Today’s primary focus in the markets was the S&P 500 *almost* entering bear market territory. 🐻
For those who are unfamiliar, Wall Street likes to define a bear market as anything which has fallen more than 20% (on a closing basis) from its former highs.
In the case of the S&P 500, it’s fallen nearly 21% since its January 4th all-time highs, but it’s only down by 18.16% on a closing basis. Thus, no bear market just yet, right? 😆
Those of you who think that’s a silly way of looking at things. We think so too. 🙃
Anyone trading individual stocks knows it’s been a rough market for about a year.
Look no further than the highly speculative market areas that peaked in February 2021. $ARKK, $SPAK, $IPO, $KWEB, all down bigly.

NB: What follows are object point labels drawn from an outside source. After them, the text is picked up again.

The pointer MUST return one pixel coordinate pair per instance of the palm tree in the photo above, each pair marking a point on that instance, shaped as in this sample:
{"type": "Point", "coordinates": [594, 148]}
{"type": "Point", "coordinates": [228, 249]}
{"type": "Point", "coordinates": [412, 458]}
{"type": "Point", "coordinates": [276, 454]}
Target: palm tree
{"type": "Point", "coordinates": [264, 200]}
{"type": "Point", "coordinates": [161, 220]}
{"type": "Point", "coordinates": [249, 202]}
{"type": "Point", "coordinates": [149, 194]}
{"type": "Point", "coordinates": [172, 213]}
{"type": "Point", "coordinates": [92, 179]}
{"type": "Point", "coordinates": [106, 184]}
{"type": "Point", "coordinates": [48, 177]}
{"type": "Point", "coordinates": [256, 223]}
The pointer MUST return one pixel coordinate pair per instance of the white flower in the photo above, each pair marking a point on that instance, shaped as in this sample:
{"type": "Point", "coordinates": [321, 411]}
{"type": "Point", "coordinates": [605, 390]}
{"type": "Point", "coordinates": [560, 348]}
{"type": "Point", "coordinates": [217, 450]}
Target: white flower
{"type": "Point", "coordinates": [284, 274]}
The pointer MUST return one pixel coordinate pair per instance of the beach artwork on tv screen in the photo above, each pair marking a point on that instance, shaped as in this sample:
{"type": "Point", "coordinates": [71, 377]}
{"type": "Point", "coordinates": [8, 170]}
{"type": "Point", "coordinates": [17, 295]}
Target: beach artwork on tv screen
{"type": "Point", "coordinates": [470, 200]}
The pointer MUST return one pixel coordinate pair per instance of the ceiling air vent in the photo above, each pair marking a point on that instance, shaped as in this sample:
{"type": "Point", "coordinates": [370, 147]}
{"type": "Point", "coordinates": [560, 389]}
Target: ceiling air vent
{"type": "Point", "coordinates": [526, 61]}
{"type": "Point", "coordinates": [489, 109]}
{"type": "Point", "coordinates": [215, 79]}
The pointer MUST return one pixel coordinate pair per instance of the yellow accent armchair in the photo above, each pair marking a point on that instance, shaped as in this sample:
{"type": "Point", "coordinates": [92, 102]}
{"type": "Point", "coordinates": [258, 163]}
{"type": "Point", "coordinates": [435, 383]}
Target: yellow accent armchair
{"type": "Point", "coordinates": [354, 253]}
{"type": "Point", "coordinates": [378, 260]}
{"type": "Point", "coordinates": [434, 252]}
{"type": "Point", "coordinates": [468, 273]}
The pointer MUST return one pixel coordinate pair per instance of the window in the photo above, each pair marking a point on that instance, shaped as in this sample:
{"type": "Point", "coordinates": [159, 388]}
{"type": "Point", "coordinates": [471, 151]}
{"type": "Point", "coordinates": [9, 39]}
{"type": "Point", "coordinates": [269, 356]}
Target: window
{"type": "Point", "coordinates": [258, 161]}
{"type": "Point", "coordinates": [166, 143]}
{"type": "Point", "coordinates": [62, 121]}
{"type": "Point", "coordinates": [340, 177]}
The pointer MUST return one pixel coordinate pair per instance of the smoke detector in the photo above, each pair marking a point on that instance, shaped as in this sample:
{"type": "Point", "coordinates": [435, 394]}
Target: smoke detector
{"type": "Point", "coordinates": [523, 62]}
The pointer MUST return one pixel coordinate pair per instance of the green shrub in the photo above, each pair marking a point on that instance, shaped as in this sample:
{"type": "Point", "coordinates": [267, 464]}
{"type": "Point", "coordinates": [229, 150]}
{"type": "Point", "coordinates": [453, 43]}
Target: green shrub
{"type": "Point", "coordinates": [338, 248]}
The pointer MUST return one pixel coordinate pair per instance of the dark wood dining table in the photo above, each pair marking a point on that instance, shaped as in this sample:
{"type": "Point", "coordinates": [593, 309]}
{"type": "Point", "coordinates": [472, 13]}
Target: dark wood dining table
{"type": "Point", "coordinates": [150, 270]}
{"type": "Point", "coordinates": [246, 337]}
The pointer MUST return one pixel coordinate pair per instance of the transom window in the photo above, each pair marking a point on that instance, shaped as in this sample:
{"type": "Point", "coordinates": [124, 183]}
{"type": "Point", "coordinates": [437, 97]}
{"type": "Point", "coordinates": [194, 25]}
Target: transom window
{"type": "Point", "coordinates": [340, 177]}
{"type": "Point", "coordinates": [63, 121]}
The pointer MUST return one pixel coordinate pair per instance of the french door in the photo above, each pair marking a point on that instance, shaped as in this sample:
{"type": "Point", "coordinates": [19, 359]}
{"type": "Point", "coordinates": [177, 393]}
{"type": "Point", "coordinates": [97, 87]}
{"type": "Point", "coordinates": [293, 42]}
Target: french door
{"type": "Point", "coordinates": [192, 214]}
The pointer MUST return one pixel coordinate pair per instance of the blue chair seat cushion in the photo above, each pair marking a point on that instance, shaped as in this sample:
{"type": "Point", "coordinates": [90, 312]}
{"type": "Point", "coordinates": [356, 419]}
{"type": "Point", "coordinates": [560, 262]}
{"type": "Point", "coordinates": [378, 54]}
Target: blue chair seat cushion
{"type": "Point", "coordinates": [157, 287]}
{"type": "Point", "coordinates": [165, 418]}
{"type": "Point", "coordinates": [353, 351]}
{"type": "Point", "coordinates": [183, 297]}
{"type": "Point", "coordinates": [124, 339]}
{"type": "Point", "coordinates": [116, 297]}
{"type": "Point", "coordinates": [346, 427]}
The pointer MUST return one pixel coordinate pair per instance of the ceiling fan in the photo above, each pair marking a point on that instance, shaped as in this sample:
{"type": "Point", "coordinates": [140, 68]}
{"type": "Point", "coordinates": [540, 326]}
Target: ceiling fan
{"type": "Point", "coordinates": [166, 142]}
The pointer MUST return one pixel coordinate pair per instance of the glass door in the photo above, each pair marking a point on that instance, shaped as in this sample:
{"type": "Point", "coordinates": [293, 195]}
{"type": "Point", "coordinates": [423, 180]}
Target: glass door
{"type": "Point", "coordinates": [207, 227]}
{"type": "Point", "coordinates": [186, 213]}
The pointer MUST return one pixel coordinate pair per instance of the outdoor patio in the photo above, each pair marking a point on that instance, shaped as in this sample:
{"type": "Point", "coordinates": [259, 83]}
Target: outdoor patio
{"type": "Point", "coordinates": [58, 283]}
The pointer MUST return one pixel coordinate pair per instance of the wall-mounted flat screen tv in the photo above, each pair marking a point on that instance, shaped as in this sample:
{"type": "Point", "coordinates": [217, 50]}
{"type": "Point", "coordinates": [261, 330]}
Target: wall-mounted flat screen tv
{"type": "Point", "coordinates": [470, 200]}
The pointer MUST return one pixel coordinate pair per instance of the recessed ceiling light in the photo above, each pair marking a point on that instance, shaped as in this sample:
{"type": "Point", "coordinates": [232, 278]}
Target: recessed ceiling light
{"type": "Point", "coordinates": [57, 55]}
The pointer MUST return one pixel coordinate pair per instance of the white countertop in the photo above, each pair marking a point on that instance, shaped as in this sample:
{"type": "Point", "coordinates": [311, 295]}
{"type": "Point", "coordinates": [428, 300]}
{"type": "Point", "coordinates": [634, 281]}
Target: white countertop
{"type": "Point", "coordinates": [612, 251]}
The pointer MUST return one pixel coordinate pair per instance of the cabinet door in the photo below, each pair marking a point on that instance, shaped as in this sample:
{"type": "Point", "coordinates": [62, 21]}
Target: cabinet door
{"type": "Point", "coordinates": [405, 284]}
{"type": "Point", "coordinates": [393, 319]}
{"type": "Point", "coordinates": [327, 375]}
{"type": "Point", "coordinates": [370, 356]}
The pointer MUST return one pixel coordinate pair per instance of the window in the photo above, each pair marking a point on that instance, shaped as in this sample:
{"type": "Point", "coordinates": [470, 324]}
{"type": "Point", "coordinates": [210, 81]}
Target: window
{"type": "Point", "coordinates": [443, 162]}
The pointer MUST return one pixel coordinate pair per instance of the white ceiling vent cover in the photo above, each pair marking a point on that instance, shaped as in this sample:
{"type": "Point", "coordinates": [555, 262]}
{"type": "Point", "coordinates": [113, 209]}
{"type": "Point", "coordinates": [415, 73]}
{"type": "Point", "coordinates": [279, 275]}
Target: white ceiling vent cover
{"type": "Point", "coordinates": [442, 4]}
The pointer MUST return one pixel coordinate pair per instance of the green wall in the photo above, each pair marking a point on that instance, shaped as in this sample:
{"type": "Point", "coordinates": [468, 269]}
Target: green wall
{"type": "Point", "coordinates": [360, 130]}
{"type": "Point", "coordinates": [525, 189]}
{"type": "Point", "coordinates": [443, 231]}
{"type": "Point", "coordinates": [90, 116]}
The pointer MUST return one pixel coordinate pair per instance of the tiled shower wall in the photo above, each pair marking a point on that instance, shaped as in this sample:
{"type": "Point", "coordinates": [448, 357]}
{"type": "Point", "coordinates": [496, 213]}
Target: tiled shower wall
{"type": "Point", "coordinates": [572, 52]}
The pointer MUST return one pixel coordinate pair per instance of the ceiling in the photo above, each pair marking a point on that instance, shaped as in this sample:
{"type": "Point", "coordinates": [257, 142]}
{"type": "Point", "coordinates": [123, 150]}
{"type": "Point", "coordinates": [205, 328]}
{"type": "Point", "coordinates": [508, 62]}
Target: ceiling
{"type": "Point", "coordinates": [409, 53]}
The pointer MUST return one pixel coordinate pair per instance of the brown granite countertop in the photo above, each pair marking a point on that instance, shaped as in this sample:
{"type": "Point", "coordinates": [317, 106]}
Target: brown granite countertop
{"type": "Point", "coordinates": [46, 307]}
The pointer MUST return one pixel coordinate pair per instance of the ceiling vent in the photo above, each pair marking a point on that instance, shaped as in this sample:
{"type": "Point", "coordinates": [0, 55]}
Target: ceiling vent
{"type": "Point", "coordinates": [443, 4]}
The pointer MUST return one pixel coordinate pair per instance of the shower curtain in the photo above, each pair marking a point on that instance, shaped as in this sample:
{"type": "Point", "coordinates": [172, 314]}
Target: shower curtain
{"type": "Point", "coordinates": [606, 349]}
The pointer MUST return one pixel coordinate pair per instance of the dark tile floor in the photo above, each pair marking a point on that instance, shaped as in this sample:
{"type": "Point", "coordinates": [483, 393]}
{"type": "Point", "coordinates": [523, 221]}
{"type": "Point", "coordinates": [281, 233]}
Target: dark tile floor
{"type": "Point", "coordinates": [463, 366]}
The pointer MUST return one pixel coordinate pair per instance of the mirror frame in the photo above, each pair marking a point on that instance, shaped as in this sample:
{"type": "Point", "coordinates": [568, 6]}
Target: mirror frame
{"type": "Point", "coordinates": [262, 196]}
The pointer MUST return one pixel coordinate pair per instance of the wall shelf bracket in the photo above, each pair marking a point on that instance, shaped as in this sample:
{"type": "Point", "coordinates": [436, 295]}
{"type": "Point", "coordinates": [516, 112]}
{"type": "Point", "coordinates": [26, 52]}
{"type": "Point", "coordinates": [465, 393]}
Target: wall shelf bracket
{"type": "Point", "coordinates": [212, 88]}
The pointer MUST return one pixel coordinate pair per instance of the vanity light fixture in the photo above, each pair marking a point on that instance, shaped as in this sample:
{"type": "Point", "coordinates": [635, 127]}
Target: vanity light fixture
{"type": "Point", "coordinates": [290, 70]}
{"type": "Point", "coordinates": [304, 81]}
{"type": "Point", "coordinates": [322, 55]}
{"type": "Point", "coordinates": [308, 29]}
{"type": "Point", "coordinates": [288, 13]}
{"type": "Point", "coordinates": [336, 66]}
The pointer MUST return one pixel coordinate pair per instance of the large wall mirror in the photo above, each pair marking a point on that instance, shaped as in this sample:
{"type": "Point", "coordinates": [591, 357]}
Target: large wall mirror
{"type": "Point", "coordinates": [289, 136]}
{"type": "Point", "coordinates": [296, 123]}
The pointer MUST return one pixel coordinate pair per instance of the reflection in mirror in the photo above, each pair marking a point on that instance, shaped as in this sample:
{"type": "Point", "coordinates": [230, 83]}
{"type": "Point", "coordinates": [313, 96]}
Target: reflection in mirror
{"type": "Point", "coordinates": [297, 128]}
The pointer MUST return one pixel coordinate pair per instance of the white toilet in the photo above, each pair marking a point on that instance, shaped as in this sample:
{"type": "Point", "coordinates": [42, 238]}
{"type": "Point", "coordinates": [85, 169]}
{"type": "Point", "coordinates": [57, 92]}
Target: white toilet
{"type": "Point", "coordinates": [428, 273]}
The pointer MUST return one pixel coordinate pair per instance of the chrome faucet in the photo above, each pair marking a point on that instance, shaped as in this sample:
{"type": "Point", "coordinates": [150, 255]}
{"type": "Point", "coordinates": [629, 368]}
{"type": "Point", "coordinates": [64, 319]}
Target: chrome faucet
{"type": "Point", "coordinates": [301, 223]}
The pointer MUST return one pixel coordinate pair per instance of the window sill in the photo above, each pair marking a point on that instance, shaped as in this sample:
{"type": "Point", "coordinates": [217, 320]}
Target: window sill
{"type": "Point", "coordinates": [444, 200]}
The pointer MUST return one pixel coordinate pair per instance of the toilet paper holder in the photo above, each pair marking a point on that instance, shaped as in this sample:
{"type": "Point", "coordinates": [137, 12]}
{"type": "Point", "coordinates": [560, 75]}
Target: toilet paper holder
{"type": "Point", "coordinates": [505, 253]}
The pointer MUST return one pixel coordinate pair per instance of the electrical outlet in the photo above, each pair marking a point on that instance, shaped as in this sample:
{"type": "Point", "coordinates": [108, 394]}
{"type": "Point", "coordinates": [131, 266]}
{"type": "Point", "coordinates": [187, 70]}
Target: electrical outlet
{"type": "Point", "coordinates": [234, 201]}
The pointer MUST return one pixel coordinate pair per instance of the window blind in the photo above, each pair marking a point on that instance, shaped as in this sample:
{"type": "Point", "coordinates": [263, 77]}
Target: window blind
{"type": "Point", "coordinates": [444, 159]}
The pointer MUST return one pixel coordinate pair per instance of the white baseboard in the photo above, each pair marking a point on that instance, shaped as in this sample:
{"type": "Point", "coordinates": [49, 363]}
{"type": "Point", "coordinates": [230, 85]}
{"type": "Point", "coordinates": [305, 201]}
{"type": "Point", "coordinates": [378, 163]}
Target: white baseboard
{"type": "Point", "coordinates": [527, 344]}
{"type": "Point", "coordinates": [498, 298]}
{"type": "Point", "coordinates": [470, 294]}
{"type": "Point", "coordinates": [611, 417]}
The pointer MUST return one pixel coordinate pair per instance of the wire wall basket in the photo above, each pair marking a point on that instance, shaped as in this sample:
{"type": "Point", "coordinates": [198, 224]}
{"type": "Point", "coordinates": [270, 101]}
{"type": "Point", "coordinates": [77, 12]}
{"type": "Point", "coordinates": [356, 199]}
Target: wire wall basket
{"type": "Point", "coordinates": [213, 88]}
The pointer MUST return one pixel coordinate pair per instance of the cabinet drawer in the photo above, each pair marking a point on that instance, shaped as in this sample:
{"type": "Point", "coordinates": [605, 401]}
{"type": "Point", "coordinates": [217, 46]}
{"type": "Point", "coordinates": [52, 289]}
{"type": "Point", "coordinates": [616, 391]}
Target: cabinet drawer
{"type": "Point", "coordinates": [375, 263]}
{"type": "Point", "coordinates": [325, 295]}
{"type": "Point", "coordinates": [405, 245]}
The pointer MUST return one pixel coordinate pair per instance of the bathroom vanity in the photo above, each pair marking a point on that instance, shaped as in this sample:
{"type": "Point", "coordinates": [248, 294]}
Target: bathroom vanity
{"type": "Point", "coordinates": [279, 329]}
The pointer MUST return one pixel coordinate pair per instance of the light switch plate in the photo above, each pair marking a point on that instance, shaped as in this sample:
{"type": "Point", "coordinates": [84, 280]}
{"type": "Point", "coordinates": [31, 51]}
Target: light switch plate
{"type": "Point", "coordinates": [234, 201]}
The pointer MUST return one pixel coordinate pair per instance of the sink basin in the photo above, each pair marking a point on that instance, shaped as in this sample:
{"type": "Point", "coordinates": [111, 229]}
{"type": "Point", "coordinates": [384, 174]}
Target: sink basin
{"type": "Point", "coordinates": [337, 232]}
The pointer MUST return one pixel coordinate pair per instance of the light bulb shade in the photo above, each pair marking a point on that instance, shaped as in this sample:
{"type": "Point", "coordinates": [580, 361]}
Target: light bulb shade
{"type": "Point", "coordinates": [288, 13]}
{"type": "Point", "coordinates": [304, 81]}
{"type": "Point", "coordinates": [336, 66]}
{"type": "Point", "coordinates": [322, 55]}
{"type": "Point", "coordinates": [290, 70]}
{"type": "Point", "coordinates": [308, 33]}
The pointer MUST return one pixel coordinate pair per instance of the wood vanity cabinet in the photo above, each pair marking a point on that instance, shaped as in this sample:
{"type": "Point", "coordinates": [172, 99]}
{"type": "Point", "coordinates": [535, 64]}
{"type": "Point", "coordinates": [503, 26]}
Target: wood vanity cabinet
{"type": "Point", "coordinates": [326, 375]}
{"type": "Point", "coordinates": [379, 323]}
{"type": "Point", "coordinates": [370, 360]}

Broader indexes like the Emerging Markets also peaked due to the index’s exposure to the technology sector. 📉
So far this year, the median S&P 500 stock is down 15%, 25% in the tech-heavy Nasdaq 100, and 24% in the broader Russell 2000 index.
The bear market is here…and has been for a while. 📅
The strategies that had worked well in the past are not the same ones working today. If you’re struggling in this environment, know that this is all part of the game.
Focus on the things that matter to your investment plan and not headlines about an arbitrary 20% decline. 📰
Nobody knows when the bear market will end, but history tells us there will be tremendous opportunities for patient market participants coming out of this.